Le odié tiempo antes de conocerlo, pero eso no lo supe hasta mucho después. Era un tipo amable, simpático. Todos coincidían en la suerte que yo había tenido por encontrar ese jefe. Que me ningunease haciéndome servir el café en sus reuniones no era malo. Que olvidase mi nombre, con tanta gente a la recordar, no era significativo. Cuando optó por el “señorita” lo di todo por perdido. De nada servían mis títulos, mis conocimientos, mis ideas. Sería siempre la chica de los cafés. Sara me había contado que ella, en esas reuniones, escupía en todas las tazas antes de entrar en el despacho. Pero luego, cuando la ascendieron y yo heredé su puesto, empezó a pedirme cafés como si nada de aquello hubiera pasado. Cierto es que me pedía los cafés para otros, nunca para ella. Al principio dudé, quería decirle que no sufriera, que no pensaba escupir en su café ni en ningún otro. Pero cambió el tú por el usted y supe que nunca más íbamos a compartir confidencias. Él, al que todos admiraban, era un maníaco enfermizo. Jamás pasaba bajo una escalera, no se cruzaba con gatos, no encendía tres pitillos con la misma llama... Y se afanaba en explicar cada una de sus manías como si los demás tuviéramos que seguir su pauta. De hecho, muchos en la oficina lo hacían. Así fue como me enteré, un día cualquiera, que cuando bebes el café agarrando la taza por el asa, estás poniendo tus labios en el mismo sitio donde los pusieron muchos otros antes que tú. En cambio, si sujetas la taza por el lado contrario al del asa, darás con la porcelana virgen, inmaculada. No quise decirle ese día que los zurdos bebían por el mismo sitio que él, no quise discutir su estrategia higiénica como no había discutido ninguna de sus posturas durante años. Pero a veces la casualidad nos regala una sonrisa de las que guarda en su bolsillo. Hoy es mi cumpleaños. 39 años de no saber quién soy ni por qué me tocó servir los cafés en lugar de beberlos. Hoy él, ese al que todos admiran, se ha dignado mirarme, llamarme por mi nombre, tratarme como a un igual.

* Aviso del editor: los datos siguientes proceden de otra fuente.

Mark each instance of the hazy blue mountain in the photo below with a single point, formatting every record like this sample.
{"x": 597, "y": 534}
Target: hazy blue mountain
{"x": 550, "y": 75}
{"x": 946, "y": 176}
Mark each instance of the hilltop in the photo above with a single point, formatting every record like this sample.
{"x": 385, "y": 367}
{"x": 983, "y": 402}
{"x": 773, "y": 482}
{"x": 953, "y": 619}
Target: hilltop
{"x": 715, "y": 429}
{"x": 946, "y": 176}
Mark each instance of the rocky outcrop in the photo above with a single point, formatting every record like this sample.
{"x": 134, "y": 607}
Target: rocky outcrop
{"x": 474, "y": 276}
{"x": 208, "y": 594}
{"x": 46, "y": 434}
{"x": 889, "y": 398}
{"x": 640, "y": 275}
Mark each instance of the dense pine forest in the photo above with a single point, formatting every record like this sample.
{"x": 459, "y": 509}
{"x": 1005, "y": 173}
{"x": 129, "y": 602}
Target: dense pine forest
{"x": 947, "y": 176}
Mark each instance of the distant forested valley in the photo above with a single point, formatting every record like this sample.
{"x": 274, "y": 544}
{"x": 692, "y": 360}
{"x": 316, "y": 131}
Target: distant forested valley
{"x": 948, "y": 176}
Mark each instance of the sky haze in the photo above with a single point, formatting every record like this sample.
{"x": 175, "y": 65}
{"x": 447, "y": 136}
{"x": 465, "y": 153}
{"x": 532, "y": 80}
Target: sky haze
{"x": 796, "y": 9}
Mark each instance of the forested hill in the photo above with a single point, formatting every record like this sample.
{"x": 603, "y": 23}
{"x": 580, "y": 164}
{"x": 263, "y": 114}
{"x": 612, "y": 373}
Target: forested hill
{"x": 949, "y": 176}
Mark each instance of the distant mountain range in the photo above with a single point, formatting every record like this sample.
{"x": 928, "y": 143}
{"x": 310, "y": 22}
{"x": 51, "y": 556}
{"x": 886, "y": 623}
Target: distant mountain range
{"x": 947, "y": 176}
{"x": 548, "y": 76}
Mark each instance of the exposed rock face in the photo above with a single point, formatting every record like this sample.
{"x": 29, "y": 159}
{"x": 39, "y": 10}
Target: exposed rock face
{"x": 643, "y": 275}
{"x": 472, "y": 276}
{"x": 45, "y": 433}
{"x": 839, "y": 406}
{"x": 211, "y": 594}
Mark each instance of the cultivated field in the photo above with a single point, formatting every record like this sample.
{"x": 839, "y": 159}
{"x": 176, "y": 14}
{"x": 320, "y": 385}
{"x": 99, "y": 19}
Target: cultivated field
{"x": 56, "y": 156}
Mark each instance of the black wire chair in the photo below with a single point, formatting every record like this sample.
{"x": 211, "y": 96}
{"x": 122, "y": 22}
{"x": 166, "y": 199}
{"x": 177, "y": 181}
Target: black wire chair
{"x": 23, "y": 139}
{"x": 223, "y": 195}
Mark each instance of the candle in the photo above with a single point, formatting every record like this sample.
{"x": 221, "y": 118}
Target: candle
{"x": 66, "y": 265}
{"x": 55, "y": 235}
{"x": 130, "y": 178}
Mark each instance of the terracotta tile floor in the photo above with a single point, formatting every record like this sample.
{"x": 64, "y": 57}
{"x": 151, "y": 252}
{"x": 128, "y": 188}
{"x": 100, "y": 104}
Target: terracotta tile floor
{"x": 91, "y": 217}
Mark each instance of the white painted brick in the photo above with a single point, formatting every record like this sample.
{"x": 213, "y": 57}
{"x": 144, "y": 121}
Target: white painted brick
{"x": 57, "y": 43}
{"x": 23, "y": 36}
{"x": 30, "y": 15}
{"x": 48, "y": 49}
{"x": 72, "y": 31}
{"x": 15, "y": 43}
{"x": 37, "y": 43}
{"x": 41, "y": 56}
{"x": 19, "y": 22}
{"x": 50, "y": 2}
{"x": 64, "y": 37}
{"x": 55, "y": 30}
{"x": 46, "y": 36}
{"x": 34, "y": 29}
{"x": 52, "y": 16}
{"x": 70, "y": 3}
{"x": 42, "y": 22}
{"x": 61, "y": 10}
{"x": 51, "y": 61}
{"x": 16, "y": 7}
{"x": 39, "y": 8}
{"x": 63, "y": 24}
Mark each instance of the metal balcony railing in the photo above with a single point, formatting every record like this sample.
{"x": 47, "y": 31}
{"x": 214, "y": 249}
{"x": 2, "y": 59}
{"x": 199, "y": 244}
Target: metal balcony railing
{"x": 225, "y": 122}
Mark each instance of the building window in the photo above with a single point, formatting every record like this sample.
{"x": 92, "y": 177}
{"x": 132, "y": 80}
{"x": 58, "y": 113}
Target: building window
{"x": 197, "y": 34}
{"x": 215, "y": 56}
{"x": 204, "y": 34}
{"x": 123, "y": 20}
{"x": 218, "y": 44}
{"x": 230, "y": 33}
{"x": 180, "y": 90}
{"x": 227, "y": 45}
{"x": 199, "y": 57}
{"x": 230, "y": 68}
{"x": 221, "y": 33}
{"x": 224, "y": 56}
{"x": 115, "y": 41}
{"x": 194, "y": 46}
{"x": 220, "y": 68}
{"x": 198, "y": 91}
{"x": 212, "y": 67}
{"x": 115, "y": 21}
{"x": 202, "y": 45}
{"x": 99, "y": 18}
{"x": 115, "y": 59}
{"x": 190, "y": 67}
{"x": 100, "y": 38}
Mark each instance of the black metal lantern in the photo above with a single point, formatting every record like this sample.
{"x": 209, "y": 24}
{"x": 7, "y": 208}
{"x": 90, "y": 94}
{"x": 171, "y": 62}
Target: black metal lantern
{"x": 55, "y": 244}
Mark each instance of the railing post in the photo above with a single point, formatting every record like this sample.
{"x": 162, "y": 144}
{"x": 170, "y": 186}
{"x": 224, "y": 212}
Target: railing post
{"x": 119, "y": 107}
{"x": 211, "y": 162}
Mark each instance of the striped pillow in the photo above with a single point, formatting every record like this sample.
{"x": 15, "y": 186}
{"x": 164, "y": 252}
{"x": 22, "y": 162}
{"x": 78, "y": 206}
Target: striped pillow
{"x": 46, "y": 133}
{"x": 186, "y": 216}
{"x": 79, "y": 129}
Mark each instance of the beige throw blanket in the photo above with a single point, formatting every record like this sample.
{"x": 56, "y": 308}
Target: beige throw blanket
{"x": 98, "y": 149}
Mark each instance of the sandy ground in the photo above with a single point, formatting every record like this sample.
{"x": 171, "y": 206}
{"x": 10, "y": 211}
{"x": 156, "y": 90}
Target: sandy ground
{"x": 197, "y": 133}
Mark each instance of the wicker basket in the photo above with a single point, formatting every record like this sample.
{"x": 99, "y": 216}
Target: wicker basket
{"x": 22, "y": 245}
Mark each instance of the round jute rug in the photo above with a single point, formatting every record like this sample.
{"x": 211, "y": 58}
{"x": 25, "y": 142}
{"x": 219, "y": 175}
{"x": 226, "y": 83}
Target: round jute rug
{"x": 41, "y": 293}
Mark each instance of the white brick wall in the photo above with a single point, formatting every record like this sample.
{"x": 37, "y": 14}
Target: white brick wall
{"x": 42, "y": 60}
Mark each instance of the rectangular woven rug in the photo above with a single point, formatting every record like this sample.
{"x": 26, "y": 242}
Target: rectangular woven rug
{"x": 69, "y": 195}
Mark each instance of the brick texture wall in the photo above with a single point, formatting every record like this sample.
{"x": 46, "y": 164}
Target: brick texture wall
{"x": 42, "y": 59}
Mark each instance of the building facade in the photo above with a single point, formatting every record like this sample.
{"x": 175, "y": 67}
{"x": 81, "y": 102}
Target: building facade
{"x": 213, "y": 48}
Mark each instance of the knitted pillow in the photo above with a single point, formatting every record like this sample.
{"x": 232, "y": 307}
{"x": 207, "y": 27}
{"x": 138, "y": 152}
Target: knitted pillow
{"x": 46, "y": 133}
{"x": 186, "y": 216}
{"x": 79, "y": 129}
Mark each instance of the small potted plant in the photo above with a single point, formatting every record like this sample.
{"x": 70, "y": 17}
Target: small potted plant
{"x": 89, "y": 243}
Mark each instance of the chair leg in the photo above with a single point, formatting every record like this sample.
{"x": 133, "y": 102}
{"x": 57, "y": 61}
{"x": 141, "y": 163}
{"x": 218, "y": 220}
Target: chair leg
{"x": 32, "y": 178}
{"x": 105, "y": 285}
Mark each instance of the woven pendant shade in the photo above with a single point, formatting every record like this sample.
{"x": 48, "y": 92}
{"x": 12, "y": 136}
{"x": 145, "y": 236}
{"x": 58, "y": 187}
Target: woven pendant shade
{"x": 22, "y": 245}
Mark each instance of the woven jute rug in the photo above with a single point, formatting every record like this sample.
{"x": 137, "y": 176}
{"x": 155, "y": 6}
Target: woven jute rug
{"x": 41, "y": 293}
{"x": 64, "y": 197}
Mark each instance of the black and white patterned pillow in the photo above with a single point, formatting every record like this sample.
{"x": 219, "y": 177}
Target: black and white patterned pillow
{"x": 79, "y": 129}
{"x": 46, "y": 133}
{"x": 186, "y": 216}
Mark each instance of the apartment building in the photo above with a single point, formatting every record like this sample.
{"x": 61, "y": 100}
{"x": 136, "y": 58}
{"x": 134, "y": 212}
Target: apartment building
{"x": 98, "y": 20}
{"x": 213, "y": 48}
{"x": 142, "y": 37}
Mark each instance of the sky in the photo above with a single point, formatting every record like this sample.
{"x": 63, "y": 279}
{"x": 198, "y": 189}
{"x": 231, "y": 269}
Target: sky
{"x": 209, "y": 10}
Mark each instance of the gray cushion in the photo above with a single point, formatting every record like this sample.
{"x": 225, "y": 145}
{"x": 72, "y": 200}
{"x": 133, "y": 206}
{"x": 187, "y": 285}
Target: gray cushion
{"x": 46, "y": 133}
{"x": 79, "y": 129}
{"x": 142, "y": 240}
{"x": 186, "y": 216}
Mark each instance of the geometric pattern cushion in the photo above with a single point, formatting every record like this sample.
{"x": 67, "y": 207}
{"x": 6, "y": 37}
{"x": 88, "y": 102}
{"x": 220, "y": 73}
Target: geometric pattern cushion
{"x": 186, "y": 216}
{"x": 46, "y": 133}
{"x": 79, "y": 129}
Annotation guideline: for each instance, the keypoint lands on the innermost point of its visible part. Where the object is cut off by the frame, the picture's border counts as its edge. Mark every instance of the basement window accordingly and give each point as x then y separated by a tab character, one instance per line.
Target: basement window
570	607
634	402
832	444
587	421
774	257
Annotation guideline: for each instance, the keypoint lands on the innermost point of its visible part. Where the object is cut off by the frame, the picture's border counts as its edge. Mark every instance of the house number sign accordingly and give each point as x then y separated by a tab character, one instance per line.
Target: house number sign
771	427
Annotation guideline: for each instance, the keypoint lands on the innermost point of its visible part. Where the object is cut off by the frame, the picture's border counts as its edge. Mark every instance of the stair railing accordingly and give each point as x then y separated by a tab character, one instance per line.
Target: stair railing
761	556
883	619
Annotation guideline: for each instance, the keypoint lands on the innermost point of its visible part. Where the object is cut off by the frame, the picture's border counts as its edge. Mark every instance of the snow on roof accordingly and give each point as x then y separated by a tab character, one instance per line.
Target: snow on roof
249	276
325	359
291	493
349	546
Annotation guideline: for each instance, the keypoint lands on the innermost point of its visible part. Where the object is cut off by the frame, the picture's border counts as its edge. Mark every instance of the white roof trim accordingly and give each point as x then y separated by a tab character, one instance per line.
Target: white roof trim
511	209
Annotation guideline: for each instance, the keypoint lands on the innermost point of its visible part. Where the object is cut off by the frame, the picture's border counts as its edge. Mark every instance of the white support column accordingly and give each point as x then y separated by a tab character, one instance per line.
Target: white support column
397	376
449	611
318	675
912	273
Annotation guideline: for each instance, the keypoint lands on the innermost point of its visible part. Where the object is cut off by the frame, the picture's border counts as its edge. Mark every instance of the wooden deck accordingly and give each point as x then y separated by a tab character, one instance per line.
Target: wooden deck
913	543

-Señorita Sáez, creo que hoy es su cumpleaños.

He debido de enrojecer hasta las cejas.

-Sí, así es.

-¿Muchos?

-39.

-Por Dios, si es usted una chiquilla.

Toda la oficina mirando, todos alabando sus maneras.

-Pase a mi despacho, señorita Sáez, pase y tómese un café con nosotros.

Y allí estaban todos. Sara, él, los jefes de personal, la secretaria del director, los abogados recién incorporados a la firma. Esos desayunos que tantas veces he servido. La mesa llena de azucarillos y bollos de leche. Las colillas humeando en los ceniceros. Él me ha servido un café. ¿Azúcar? Dos, cómo va él a saberlo. ¿Leche? No, gracias, soy alérgica. Tampoco eso tiene por qué saberlo. He intentado mostrar una sonrisa pero la vergüenza me ha congelado la mueca. Me temblaban las manos cuando he cogido la taza que él me tendía. Y entonces he visto sus ojos, el miedo. A medida que su cara se volvía más rígida la mía iba perdiendo dureza. Cuanto más le costaba a él arquear los labios, más sonreían los míos.

-No sabía, señorita Sáez, que fuera usted zurda.

-Enseñada. Zurda enseñada. Me forzaron a escribir con la derecha pero hay cosas que, por instinto, sigo haciendo con la izquierda. Y ahora, si me disculpan, voy a limpiar estas tazas.